HC Deb 05 July 1976 vol 914 cc933-4
1. Miss Fookes

asked the Secretary of State for Prices and Consumer Protection by how much she expects the profits of the corporate sector to rise as a result of the changes she proposes in the Price Code.

The Secretary of State for Prices and Consumer Protection and Paymaster-General (Mrs. Shirley Williams)

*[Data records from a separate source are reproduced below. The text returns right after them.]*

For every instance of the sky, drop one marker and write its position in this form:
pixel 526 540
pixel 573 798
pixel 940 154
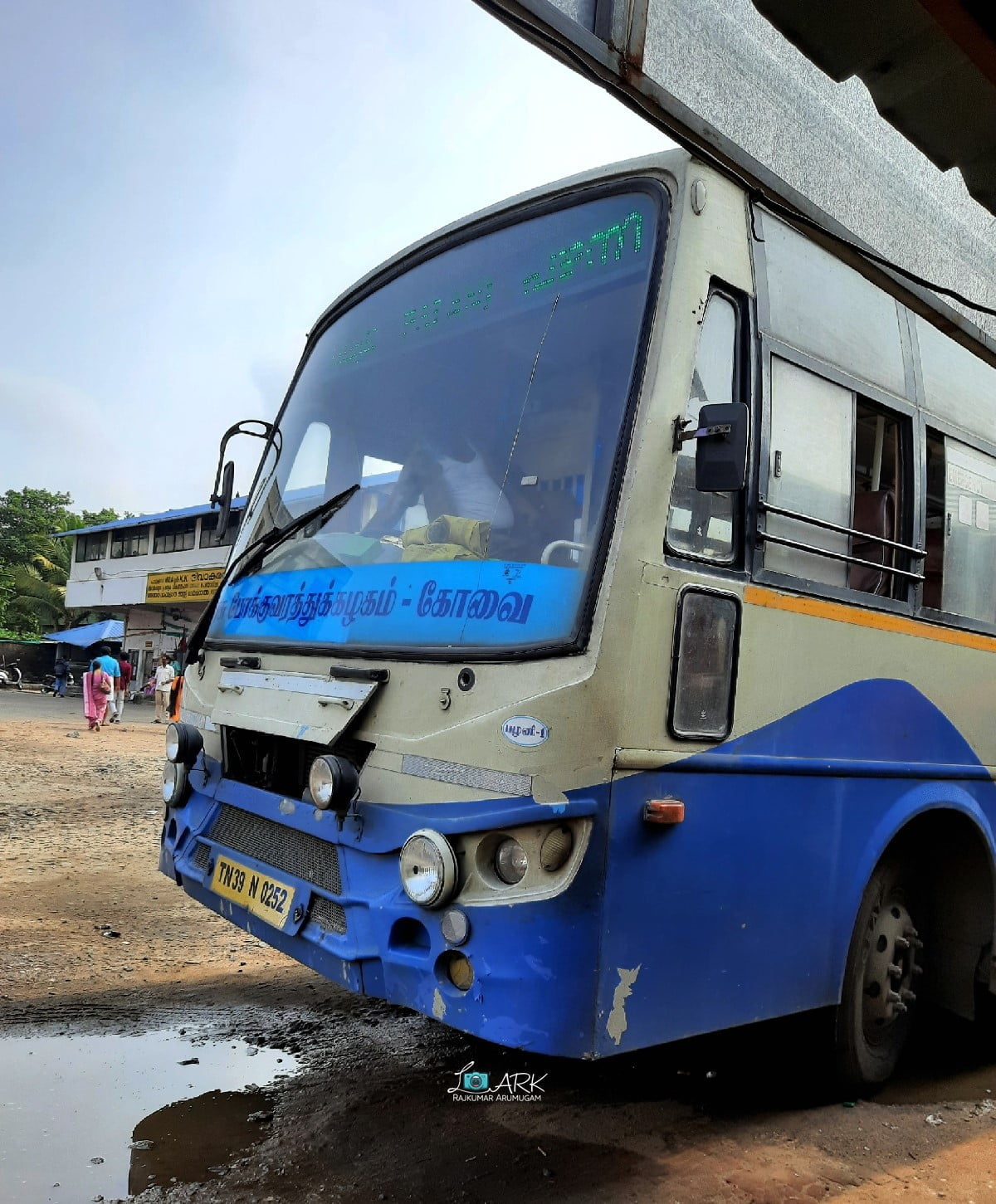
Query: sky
pixel 187 184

The Government are retaining controls over prices and profits, as I stated to the House on 30th June. Profit recovery depends on the pace of the upturn, and it is, therefore, impossible to make any accurate estimate. But in the market conditions expected, the proposed Price Code changes on their own could make a difference of around and rather below £1 billion.

Miss Fookes

By how much does this fall short of what industry itself thinks is necessary?

Mrs. Williams

There has never been a clear statement of exactly what industry believes to be necessary, but I think it is widely recognised that in many fields the market is at least as great a constraint upon the code as what the industries can obtain.

Mr. Madden

Can my right hon. Friend give any estimate of the number of new jobs which she expects to flow from the measures she recently announced?

Mrs. Williams

That is difficult to do, but we asked those negotiating with us, and in particular the CBI, for individual cases which indicated where the Price Code had inhibited jobs or led to redundancies. We have a number of cases of that kind.

Sir John Hall

As last year, according to a statement by, I think, the Prime Minister, profits were running at about 2 per cent. of capital employed, is this increase in prices likely to increase profits on capital employed to as much as 3 per cent.?

Mrs. Williams

Again it is difficult to estimate, but the most recent estimates for all forms of industry were of the order of a 2 per cent. real rate of return after allowing for depreciation. For industry, however, and specifically manufacturing industry, the figure was rather better at around 3 per cent. It is clear that the changes made in the code will lead to some improvement in that position, but I do not pretend that what has been a long deterioration in the rate of return will be wholly reversed by the changes in the Price Code.

Mr. Norman Lamont

Did not the Price Commission's report reveal that the larger companies are now operating at 58 per cent. of their profit levels? Is it not clear, as the right hon. Lady has indeed admitted, that the Price Code is irrelevant in a recession? Would it not have been better to do away with it altogether?

Mrs. Williams

No, it would not, for two reasons. First, the position of each individual firm is very different, and there are areas where the market is not operating the constraint to which I referred. That constraint is certainly used at the retail end. Secondly, the code tends to bite more as business picks up. We are entering a year in which business is expected to pick up, and it would have been most unwise to get rid of price controls of this nature completely.